The proposed research project aims at the systematic observation, quantification, and prediction of localised deformation modes triggered by the microstructure, in a class of lightweight metal alloys. The project workplan offers a unique opportunity for skills development as it comprises experimentation and advanced numerical simulations. Specifically, state-of-the art monitoring techniques (SEM, HR-DIC) will be used to quantify specific microstructural features that drive deformation at the microscale. In parallel, numerical codes at the crystalline level capable of predicting localisation and fracture (peridynamics, XFEM) will be developed and validated against the obtained experimental datasets. These tools are expected to have real world impact and affect the future design of such engineering alloys.
Find out more:
K.P. Baxevanakis et al. (2018), An integrated approach to model strain localization bands in magnesium alloys, Computational Mechanics 61, 119-135, http://dx.doi.org/10.1007/s00466-017-1480-6.
K.P. Baxevanakis et al. (2018), Data-driven damage model based on nondestructive evaluation, Journal of Nondestructive Evaluation, Diagnostics and Prognostics of Engineering Systems 1, 031007-1-12, http://dx.doi.org/10.1115/1.4040040.

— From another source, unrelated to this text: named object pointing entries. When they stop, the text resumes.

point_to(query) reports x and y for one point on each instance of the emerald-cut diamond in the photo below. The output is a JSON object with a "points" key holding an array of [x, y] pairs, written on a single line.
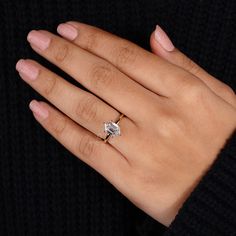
{"points": [[111, 128]]}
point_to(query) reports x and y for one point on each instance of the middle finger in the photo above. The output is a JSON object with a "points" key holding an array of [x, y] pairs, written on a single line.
{"points": [[94, 73]]}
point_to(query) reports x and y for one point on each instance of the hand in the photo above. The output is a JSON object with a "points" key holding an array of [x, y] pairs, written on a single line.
{"points": [[174, 124]]}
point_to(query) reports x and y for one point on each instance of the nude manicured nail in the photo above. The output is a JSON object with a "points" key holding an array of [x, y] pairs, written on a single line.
{"points": [[162, 38], [27, 70], [38, 109], [39, 39], [68, 31]]}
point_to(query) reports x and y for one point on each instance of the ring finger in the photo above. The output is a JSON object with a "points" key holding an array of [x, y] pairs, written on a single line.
{"points": [[94, 73], [81, 106]]}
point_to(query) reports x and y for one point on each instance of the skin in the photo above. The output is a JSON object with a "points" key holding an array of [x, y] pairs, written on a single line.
{"points": [[177, 117]]}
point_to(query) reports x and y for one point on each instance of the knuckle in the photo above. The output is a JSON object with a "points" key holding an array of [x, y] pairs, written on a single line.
{"points": [[189, 65], [92, 40], [171, 126], [58, 125], [87, 109], [62, 53], [87, 147], [102, 75], [50, 85], [125, 54], [194, 94]]}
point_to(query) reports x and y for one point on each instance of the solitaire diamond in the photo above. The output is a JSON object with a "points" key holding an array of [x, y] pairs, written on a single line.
{"points": [[112, 128]]}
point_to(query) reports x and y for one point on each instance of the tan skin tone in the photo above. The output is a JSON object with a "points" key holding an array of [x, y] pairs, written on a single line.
{"points": [[176, 120]]}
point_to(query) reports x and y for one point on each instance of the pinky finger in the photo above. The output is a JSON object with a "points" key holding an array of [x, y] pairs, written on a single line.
{"points": [[91, 149]]}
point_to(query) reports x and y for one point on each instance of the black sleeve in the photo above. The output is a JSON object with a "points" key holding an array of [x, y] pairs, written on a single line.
{"points": [[211, 207]]}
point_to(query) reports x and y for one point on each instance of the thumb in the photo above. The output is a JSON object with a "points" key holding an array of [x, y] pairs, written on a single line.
{"points": [[162, 46]]}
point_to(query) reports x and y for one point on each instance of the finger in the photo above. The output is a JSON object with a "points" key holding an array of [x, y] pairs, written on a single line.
{"points": [[97, 75], [162, 46], [83, 144], [140, 65], [81, 106]]}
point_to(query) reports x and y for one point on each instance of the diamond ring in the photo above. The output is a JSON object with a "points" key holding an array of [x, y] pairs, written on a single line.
{"points": [[112, 128]]}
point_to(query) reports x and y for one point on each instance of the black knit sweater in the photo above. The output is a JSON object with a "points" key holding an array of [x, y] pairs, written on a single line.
{"points": [[44, 189]]}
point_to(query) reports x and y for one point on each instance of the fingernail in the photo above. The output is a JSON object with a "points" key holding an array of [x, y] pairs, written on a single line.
{"points": [[162, 38], [38, 109], [27, 70], [68, 31], [39, 39]]}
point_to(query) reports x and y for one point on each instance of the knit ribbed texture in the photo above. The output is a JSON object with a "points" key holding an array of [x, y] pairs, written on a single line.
{"points": [[45, 190]]}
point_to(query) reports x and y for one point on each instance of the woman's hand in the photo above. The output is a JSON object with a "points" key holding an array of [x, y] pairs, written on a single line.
{"points": [[174, 126]]}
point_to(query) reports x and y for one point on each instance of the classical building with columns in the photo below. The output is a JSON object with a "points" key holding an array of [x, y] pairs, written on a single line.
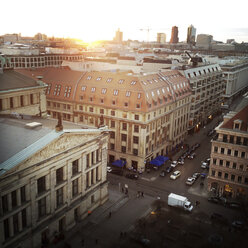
{"points": [[49, 179], [228, 174], [21, 94], [148, 114]]}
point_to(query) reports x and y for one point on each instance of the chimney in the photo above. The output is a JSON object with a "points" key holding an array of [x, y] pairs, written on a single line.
{"points": [[59, 126]]}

Entry requirements Applicants should have, or expect to achieve, at least a 2:1 Honours degree (or equivalent e.g. GPA of 7.5/10 or higher) in Mechanical Engineering, Materials Engineering, Aerospace Engineering, Civil Engineering or a related subject. A relevant Master’s degree and/or experience in one or more of the following will be an advantage: Mechanical Engineering, Materials Engineering, Aerospace Engineering, Civil Engineering.
Please note that studentships will be awarded on a competitive basis to applicants who have applied to this project and other advertised projects starting with advert reference ‘WS’ for the School of Mechanical, Electrical and Manufacturing Engineering.
If awarded, each 3-year studentship will provide a tax-free stipend of £15,009 p/a, plus tuition fees at the UK/EU rate (currently £4,327 p/a). While we welcome applications from non-EU nationals, please be advised that it will only be possible to fund the tuition fees at the international rate and no stipend will be available. Successful candidates will be notified by 30th September 2019.